If the module hardcodes build/Release/<module name>.node, the module should be patched to use build/<module name>.node instead, and upstream should be advised that they should use the bindings module, because their module could break when users use debug builds of node.

If the module uses it’s own Makefiles to locate the shared object file(s) to a specific location, then those files should installed in that location.

Don't install unnecessary development files. npm will leave C++ source files, object (.o) files, etc. in the module directory after installing it. These files must not be installed in ROSA packages.

Dealing with Bundled Libraries

Many native modules contain bundled copies of libraries already present in ROSA. You must build against the system version of these libraries.

The ROSA version of node-gyp will handle the fact that shared versions of libuv, v8, and http_parser without modification to the module, since node-gyp always unconditionally configures these libraries. However, some modules may rely on other libraries bundled with node, such as openssl or c-ares. These may need to be patched to use the system headers for these libraries.

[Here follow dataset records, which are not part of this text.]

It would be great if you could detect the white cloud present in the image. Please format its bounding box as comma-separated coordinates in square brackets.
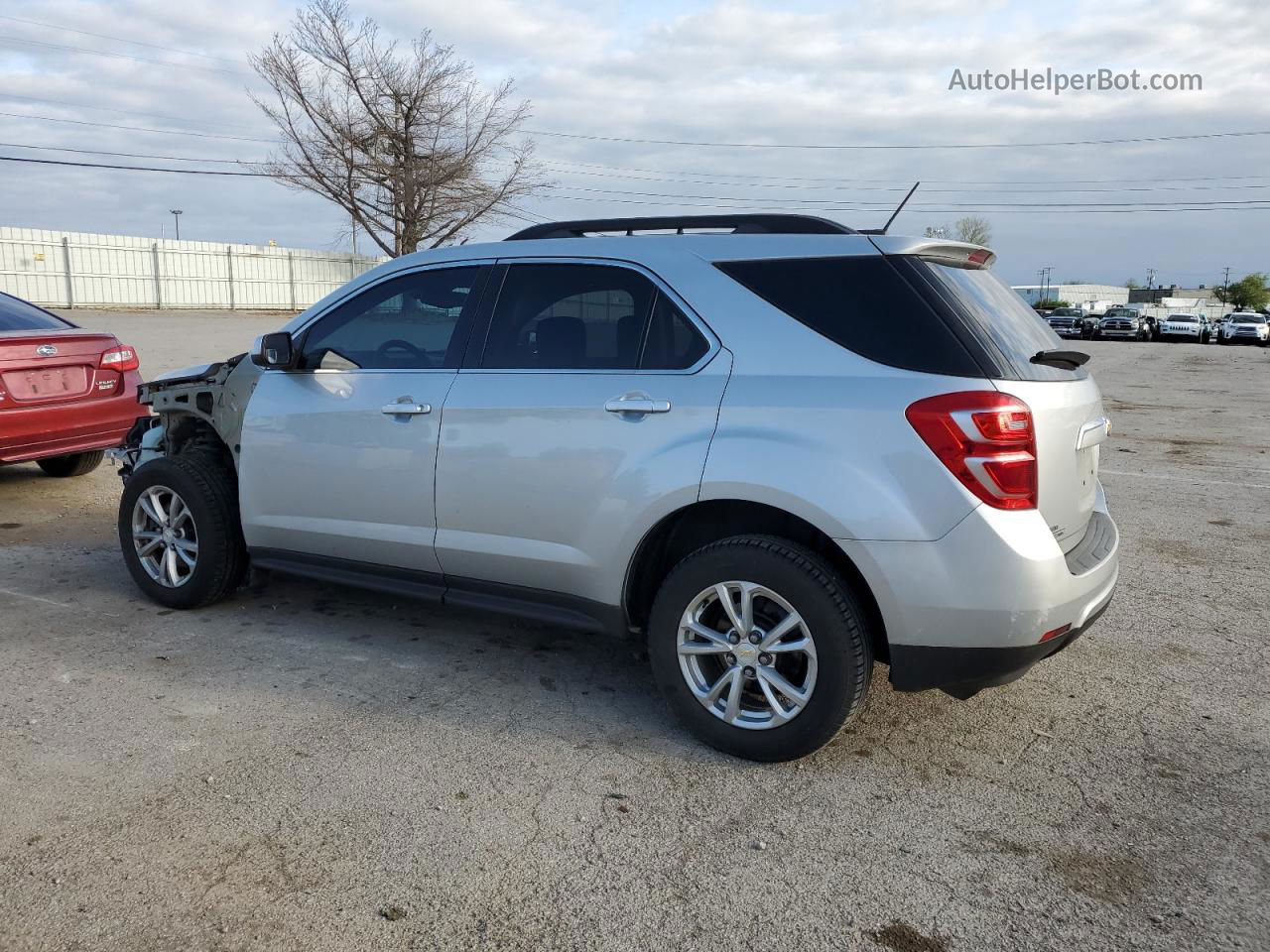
[0, 0, 1270, 282]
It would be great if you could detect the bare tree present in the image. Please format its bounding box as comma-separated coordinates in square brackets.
[250, 0, 546, 257]
[952, 214, 992, 245]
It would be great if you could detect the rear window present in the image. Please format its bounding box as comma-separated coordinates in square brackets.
[0, 295, 75, 334]
[716, 255, 980, 377]
[921, 262, 1084, 381]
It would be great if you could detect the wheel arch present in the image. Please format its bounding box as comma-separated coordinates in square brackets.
[622, 499, 890, 661]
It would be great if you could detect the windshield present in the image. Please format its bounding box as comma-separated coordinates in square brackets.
[0, 294, 75, 332]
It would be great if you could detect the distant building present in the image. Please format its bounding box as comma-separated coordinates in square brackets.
[1129, 285, 1216, 307]
[1013, 285, 1129, 313]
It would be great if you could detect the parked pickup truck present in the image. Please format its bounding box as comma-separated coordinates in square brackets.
[1093, 307, 1148, 340]
[1045, 307, 1089, 337]
[1216, 311, 1270, 346]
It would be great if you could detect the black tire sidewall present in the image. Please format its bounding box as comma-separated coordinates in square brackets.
[118, 457, 242, 608]
[648, 536, 872, 762]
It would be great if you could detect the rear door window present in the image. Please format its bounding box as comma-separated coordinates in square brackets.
[0, 295, 75, 334]
[481, 264, 658, 371]
[716, 255, 980, 377]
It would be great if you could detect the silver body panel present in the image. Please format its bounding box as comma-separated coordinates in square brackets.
[192, 235, 1116, 648]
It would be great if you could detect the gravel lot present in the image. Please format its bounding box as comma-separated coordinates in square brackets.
[0, 312, 1270, 952]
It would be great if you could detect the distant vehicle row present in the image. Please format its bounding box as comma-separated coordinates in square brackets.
[1044, 307, 1270, 346]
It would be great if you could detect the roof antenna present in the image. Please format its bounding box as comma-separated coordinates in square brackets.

Filtering Unwanted Provides

RPM automatically adds some unwanted virtual provides to the shared object files included with native modules. To remove them, add %{?nodejs_default_filter} to the top of the package’s spec file.

Handling Multiple Version Scenarios

Occasionally, there may be an update to a Node.js module that involves backwards-incompatible changes. In such situations, it may be necessary to ship a compatibility package with the older version to allow time for dependencies to migrate to the new version. The Requires generator and %nodejs_symlink_deps contain logic that handles such situations transparently for packages that depend on these modules. No special action is required for other modules that depend on multiply-versioned modules that already exist.

This only works with the major version. The semantic versioning specification used by npm requires that the major version be incremented when backwards-incompatible changes are introduced. Therefore, ROSA currently only supports multiply-versioned packages where the major version is different. If upstream introduces breaking changes in a minor release, please notify them that they are violating npm's conventions and ask that they bump the major version.

However, the actual multiply-versioned packages require special attention in order for this to work. To implement this, first contact the rosa-devel mailing list, explain the situation, and include the npm module name of the affected package. The nodejs-packaging maintainers will then add it to the /usr/share/node/multiver_modules file so the package is treated specially by %nodejs_symlink_deps.

Then, in both the original package and the compatibility package, change the %install section to install the module into a versioned directory in %{nodejs_sitelib} of the form <npm_name>@<major_version>. For instance, the 2.x uglify-js module should install into uglify-js@2.

What's with the @? npm uses the @-sign to differentiate versions in its commands. For instance, npm install uglify-js@1. Replicating this in the directory structure ensures commands like npm link uglify-js@1 will work similarly to the way npm install does.

One of the packages must additionally provide a symlink from the usual location to the versioned location described above. For instance, %{nodejs_sitelib}/uglify-js would point to %{nodejs_sitelib}/uglify-js@2 in the previous example. Typically the newest package should provide this symlink, but it might be prudent for the older version to provide it instead when introducing such a package into an existing ROSA release, so as not to break dependent packages. The symlink can then be migrated to the newest version in the next ROSA release.

Finally, any packages that depend on a version that does not provide the aforementioned symlink from the base name to the versioned directory must be rebuilt in order to work properly. To obtain a list of potentially affected packages, run reqoquery --whatrequires 'npm(module_name)' or npm view module_name dependencies. Please coordinate with the ROSA maintainers if any rebuilds are necessary.

This Policy is based on the Fedora Node.js Packaging Policy.